The Lord of the Pants Part Two
by YukiHasAMercedes
Summary: The Pants Game, LotR style! Look inside for a description of the game. Based on MOVIES, not books. Do not read if you object to any goodintentioned mockery of the trilogy.
1. Chapter 1

Okay, so. I promised humour and I intend to deliver. clears throat

This is called The Pants Game. How it works is you take a line and replace any one word in that line with the word "pants". You can make no other changes except to make the grammar correct (because pants is plural and all that). If it doesn't sound funny, I promise you it will be. Trust me.

This fic only has quotes from the second two LotR movies. If you want to see the Fellowship of the Pants, check out Princess of Pain's account on I don't own Lord of the Rings and I'm not making any money from this crudely humourous piece of work.

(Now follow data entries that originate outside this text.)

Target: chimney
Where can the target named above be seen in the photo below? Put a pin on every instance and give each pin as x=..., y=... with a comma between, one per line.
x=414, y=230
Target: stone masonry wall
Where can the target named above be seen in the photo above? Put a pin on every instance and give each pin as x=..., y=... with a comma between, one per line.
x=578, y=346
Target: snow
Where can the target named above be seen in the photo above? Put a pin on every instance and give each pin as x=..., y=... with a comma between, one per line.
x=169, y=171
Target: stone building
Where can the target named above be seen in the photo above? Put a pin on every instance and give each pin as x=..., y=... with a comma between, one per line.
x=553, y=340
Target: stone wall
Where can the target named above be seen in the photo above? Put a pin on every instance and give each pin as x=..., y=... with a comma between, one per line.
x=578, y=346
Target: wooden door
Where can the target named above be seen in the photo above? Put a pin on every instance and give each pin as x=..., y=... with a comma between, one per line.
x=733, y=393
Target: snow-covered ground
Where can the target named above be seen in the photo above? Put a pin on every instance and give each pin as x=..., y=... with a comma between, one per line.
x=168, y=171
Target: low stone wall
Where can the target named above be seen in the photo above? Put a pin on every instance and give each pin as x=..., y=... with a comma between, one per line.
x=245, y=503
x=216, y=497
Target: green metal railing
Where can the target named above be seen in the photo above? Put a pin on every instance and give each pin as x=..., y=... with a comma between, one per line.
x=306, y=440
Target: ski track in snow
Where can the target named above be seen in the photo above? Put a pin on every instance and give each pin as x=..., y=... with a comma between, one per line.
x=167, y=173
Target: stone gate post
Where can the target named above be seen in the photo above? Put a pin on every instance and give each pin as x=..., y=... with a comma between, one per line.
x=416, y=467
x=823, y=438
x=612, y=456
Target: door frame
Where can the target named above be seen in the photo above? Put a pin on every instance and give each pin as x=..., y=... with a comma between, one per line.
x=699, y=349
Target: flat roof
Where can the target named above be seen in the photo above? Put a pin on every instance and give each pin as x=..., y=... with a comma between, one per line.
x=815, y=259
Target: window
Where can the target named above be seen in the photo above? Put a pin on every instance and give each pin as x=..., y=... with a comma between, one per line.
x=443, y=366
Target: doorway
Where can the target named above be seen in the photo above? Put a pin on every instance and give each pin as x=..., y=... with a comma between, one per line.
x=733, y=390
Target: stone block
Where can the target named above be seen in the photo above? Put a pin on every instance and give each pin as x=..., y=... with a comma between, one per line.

The quotes are grouped into categories, such as Helms Deep, Fangorn, Osgiliath, etc. The quotes follow each of the storylines. For my own convenience, I've put them in order- first Merry and Pippin, then Aragorn, Legolas, and Gimli, and finally Frodo, Sam, and Gollum/Smeagol. Only because I'm too lazy to actually go through the whole movie and put down where each quote appears. Without further ado!

MERRY AND PIPPIN

Riddermark (Part One)

Ugluk- What is it? What do you smell?

Random Uruk-hai- Pants!

Grishnakh- What about their pants? They don't need those!

Fangorn (Part One)

Treebeard- Pants? I have no pants. I am an Ent.

Treebeard-The trees have grown wild and restless. Anger festers in their pants.

Treebeard- There was a time when Saruman would walk in my pants.

Pippin- What is it?

Merry- It's Saruman's pants!

Merry- The pants of Isengard will spread.

Treebeard- It is likely that we go to our doom… the Last March of the Pants.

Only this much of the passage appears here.